Следующая блесна шлепнулась возле лопухов водяного вязиля, колыхавшихся на длинных лиловых черенках. Павел хотел перезакинуть ее подальше, но на ней уже успела засесть рыбина. В отличие от хариуса она не металась из стороны в сторону, а вертелась волчком, плескаясь и будоража заросли. Павел умело подвел ее прямо к палаткам. Это оказался ленок — со сверкающей золотистой чешуей, с черно-сажистыми пятнами на боках, с малиновыми плавниками. Глотнув воздух, он сразу же уснул, и яркая пестрая окраска его начала бледнеть, переливаясь цветами радуги.
Рыба ловилась, как в сказке, — то хариусы, то щуки.

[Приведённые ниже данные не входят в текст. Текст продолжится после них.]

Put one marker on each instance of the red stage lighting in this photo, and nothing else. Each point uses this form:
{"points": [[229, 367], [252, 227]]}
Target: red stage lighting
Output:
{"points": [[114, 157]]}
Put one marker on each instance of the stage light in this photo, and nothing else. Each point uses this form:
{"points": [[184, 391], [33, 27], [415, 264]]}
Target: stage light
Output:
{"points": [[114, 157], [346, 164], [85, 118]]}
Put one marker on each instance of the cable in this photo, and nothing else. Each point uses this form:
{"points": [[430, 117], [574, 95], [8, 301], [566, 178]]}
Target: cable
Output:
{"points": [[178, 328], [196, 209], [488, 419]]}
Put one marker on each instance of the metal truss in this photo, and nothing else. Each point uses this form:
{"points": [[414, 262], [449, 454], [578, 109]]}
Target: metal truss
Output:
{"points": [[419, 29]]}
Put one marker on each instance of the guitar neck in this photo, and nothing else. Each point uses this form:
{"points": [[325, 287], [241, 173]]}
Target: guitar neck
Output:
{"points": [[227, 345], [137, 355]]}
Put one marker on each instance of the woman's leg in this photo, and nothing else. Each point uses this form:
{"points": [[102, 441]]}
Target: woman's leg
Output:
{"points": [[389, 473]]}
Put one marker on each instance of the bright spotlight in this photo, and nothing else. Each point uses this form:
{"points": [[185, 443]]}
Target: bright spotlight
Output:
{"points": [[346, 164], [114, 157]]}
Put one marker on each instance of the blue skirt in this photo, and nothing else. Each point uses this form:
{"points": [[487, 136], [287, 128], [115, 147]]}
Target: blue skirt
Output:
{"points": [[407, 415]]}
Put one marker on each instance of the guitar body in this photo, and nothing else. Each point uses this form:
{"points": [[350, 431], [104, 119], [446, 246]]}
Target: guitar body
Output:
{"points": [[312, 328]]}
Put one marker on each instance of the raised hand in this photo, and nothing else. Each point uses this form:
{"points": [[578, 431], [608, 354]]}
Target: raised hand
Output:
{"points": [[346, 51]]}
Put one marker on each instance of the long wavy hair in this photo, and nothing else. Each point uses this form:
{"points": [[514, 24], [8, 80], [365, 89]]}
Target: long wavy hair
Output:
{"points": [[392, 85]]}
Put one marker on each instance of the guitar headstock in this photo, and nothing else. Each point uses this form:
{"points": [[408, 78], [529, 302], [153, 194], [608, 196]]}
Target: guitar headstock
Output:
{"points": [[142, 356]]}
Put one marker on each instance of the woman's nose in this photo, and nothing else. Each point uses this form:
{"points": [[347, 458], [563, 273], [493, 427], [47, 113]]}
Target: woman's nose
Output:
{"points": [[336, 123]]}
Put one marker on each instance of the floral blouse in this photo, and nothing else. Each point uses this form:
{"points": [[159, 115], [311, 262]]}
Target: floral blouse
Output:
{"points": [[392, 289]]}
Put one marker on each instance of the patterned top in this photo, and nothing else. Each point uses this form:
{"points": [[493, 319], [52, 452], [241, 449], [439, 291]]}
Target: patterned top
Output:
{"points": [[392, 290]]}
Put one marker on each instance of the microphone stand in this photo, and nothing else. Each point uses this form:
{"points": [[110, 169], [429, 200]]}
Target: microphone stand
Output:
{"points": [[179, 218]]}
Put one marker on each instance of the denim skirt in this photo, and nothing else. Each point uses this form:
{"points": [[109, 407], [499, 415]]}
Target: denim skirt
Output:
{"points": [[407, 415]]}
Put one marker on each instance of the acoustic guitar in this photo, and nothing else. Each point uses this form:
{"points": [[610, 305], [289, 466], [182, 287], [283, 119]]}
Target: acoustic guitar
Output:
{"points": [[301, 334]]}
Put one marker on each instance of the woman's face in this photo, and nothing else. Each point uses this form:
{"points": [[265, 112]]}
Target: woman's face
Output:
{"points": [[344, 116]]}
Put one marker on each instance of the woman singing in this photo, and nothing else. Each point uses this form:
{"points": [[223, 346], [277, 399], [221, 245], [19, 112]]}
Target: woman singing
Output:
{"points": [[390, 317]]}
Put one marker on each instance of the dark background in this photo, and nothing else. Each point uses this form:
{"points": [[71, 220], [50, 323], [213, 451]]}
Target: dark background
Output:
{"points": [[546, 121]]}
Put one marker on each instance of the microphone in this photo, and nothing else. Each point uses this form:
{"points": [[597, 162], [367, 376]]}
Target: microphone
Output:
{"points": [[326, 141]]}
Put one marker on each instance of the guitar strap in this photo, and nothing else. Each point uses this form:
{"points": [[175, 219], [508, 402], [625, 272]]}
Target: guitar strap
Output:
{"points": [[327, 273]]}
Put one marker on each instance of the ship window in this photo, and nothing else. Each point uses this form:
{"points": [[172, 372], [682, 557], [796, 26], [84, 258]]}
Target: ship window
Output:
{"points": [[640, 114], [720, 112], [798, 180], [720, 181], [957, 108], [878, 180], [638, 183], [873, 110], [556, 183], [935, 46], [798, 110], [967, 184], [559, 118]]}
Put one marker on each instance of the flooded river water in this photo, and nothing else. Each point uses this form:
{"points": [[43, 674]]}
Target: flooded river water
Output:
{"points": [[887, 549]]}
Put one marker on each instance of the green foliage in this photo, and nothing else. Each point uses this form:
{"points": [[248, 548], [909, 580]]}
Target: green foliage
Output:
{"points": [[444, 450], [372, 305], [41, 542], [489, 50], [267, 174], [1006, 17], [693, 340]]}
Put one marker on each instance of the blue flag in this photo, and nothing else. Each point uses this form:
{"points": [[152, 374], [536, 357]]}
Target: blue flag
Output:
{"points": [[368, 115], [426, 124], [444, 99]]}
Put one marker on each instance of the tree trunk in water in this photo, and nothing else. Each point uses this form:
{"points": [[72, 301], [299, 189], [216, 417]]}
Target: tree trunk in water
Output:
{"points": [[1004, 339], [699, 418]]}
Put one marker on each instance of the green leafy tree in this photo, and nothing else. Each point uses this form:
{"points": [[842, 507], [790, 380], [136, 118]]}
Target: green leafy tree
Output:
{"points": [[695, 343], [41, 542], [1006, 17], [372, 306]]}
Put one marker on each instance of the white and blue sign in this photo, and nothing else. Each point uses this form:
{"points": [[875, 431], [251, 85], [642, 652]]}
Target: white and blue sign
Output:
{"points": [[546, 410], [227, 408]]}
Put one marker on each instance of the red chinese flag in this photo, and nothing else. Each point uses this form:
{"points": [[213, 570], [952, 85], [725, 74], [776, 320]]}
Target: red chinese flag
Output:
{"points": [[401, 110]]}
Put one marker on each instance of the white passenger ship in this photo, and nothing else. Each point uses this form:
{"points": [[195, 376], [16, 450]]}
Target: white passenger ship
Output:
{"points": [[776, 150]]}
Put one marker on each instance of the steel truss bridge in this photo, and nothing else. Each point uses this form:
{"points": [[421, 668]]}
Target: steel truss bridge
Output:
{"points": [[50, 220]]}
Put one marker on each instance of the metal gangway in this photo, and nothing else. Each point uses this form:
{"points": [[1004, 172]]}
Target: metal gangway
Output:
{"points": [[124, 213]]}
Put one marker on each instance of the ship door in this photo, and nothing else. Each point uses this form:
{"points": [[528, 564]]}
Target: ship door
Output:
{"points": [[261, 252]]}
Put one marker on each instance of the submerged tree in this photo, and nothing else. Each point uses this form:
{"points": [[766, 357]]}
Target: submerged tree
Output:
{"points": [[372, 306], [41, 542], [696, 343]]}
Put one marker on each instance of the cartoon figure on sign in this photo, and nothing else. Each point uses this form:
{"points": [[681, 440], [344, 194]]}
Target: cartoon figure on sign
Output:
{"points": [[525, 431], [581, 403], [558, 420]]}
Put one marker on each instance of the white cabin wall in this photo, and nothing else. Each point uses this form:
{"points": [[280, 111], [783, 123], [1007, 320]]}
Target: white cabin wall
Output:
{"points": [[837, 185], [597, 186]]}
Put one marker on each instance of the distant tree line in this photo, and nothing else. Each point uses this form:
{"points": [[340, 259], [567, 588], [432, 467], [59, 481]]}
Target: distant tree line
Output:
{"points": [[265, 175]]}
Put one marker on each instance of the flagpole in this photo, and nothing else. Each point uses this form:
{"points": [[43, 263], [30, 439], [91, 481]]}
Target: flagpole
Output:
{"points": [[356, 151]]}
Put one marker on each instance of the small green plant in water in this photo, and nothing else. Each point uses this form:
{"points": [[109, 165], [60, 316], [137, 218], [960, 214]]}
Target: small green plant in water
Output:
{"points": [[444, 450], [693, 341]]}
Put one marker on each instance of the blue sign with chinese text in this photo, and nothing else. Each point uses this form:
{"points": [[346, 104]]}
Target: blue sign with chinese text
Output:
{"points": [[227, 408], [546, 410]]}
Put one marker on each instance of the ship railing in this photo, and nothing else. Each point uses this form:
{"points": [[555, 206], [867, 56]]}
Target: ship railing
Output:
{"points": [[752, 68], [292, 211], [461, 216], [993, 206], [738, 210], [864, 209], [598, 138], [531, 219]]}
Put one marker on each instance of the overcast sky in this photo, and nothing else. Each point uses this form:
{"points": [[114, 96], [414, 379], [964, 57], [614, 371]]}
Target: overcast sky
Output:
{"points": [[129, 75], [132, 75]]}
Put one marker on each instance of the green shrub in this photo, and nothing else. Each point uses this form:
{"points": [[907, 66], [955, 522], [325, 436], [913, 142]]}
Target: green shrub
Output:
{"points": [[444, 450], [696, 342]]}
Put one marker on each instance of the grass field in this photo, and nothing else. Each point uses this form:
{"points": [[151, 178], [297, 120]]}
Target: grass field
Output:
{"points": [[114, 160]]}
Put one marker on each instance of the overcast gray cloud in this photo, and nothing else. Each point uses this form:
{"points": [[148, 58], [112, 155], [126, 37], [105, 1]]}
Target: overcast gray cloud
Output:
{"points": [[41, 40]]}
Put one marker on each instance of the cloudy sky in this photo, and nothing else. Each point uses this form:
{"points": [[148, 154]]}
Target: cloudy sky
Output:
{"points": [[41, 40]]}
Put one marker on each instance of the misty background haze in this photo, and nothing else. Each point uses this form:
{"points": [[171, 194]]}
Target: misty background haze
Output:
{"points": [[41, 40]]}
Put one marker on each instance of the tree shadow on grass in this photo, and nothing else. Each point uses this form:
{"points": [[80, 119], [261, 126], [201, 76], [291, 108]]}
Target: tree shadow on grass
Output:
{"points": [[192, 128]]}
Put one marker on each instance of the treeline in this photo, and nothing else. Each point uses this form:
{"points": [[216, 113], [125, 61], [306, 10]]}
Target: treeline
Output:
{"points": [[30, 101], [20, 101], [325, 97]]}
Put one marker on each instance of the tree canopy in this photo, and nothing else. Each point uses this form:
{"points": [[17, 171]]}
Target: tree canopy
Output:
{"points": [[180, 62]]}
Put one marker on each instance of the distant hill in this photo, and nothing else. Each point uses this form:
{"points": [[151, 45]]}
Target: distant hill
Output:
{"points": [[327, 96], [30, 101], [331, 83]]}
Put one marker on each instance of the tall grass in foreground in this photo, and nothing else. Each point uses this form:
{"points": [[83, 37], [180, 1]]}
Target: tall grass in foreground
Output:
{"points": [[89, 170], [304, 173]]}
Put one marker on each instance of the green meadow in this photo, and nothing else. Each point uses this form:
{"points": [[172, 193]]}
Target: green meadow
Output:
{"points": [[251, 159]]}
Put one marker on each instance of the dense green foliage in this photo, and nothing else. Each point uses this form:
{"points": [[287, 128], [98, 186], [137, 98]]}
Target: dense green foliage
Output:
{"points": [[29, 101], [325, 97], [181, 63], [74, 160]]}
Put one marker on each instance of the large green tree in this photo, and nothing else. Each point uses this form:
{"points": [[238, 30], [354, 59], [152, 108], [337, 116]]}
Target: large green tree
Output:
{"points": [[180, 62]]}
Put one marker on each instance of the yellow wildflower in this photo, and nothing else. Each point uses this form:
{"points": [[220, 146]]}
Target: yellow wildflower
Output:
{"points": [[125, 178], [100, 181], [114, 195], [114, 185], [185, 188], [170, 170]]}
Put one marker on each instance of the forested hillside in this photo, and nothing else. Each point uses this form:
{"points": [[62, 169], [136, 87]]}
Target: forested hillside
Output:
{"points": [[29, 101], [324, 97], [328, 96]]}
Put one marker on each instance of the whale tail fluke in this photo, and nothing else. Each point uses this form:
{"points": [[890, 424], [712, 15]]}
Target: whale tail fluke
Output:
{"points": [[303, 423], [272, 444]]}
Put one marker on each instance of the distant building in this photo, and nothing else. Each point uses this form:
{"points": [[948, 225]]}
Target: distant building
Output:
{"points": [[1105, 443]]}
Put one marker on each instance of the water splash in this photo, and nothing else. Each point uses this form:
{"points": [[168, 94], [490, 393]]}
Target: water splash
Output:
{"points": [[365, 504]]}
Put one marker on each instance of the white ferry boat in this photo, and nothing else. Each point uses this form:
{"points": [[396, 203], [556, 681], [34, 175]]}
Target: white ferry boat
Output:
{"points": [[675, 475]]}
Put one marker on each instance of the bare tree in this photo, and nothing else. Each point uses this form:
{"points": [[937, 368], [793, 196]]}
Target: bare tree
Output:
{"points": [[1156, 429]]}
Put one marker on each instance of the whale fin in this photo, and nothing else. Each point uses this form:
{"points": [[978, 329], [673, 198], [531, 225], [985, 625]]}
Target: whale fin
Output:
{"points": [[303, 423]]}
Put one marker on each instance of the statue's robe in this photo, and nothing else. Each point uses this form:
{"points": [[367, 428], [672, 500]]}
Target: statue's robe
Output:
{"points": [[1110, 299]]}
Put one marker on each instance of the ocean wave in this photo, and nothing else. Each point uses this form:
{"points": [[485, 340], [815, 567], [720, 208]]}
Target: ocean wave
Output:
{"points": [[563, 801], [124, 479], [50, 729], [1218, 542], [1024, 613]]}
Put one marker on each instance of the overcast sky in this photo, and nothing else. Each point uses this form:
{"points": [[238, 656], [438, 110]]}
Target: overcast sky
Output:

— Вот тебе и плюгавая речушка! — весело потирал руки Николай Панкратович, пеленая рыбу в мокрую траву, а потом закапывая в горячую золу. А что может быть вкуснее печеных на костре только что пойманных нежных хариусов или отборных жирных ленков! На щук, разумеется, не обращали внимания — отпускали обратно.
Павел отошел подальше и бросил блесну туда, где Майгушаша изгибалась круглой заводью.
— Засел! — спокойно сказал он и вдруг засмеялся, глядя, как в алых лучах заката высокими вертящимися свечами запрыгал таймень. Через некоторое время он вытащил тайменя на берег.
— Добрый поросеночек, — улыбался Павел, еле сдерживая огромную рыбину. И распаленный азартом, задорно крикнул:
— А ну еще попробую!
На следующий день нам предстояло наловить рыбы как можно больше, ведь нужно было идти дальше в глубь тайги, где уж никакие реки не текли. Соль у нас кончилась. Поэтому решили рыбу коптить.